Meine Damen, meine Herren! Die Argumente für die Abschaffung der 1. Klasse in der S-Bahn sind schon hinlänglich gesagt worden, wobei ich bei der Rede von Herrn Polle sogar ein bißchen gestaunt habe. Das klang fast wie eine Oppositionsrede, wenn Herr Polle sagt, daß er 1992 eine Anfrage gemacht hat und es einen Antrag an den Senat gibt, aber der Senat einfach nicht in die Puschen kommt. Da fragt man sich, ob Herr Polle in derselben Partei ist wie die Senatsriege.

(Dr. Holger Christier SPD: Da machen Sie sich man keine Sorgen!)

Aber das ist keine neue Geschichte. Ich weiß seit über 15 Jahren, seitdem ich im Verkehrsbereich tätig bin, daß alle Initiativen gefordert haben: Leute, schafft die 1. Klasse S-Bahn ab.Die CDU hat eben erstaunlicherweise nicht den Ideenklau der SPD bemängelt. Ich erinnere mich noch an diese Presseaktion, die mit Ole von Beust im letzten Jahr zur Abschaffung der 1. Klasse zustande gekommen ist.

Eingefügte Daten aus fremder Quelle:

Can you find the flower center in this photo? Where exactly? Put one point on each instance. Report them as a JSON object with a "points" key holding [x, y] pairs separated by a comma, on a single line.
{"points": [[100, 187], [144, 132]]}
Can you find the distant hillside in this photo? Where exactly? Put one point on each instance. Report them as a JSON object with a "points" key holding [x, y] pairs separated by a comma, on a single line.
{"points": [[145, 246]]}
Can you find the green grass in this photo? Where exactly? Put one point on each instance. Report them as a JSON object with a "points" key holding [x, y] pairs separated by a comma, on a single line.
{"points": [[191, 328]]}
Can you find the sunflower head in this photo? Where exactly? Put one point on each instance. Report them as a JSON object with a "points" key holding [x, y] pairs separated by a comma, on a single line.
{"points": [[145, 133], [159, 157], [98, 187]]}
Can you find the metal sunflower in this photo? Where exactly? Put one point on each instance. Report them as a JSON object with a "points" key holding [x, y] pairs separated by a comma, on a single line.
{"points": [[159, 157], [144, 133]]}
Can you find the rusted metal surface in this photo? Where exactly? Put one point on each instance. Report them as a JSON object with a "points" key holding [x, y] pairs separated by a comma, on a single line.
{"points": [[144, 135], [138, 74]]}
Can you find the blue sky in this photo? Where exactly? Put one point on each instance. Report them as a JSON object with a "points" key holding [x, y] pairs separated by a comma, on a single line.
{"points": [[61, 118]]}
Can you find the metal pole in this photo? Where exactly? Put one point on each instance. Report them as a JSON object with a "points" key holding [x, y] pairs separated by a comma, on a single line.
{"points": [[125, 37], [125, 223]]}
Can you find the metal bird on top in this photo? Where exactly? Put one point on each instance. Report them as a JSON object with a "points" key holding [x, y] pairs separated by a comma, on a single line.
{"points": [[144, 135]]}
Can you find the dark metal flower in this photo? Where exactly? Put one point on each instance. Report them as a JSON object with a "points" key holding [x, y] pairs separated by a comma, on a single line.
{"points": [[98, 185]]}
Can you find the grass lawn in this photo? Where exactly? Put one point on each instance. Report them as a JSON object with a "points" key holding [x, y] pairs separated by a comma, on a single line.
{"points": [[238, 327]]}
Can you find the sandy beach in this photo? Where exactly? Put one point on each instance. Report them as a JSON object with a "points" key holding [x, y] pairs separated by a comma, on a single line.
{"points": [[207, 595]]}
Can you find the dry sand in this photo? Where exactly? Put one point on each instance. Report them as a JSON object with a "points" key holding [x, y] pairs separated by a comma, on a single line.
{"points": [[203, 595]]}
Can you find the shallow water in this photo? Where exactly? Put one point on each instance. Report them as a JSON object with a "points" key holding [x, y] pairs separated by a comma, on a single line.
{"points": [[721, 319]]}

(Ole von Beust CDU: Da können Sie mal sehen!)

(Rolf Polle SPD)

Die CDU hat sich gar nicht beschwert.Mag es daran liegen, daß die CDU ein kleines Problem hat, daß sie auf einmal die Vorkämpferin für die klassenlose Gesellschaft ist? Mag es daran liegen, daß die CDU hier nicht mehr laut sagen kann, warum sie eigentlich damals – also vor drei Monaten – für die Abschaffung der 1. Klasse S-Bahn war?

(Zuruf von Wolfhard Ploog CDU)

Herr Ploog, ich kann Sie nicht verstehen.

(Wolfgang Beuß CDU: Kommen Sie mal zur Sa- che!)

Ich rede zum Antrag „Abschaffung der 1. Klasse der S-Bahn“. Sie mögen jetzt schon etwas pikiert sein, weil ich durchaus noch ein bißchen auf Ihnen rumreiten möchte.

(Oh-Rufe bei der CDU)

Ich merke, daß die Männer in der Bürgerschaft alle noch sehr aufmerksam sind und sofort glauben, sie hätten etwas Unanständiges gehört. Wenn Sie immer so aufmerksam wären, wäre es toll.

(Oh-Rufe bei der CDU – Berndt Röder CDU: Was ist denn das für eine Phantasie!)

Nichtsdestotrotz mache ich jetzt weiter bei dem Ansinnen der CDU, die ursprünglich nur deswegen gegen die 1. Klasse war, weil in der 1. Klasse wirklich die soziale Mischung stattfindet, die die CDU bekämpft. In der 1. Klasse gibt es auf einmal auch die Obdachlosen, gibt es auch die Junkies, aber Sie haben es heute nicht gesagt. Vielleicht sollten Sie dazugelernt haben, vielleicht sollte ich ein Lob aussprechen, ich bin überrascht.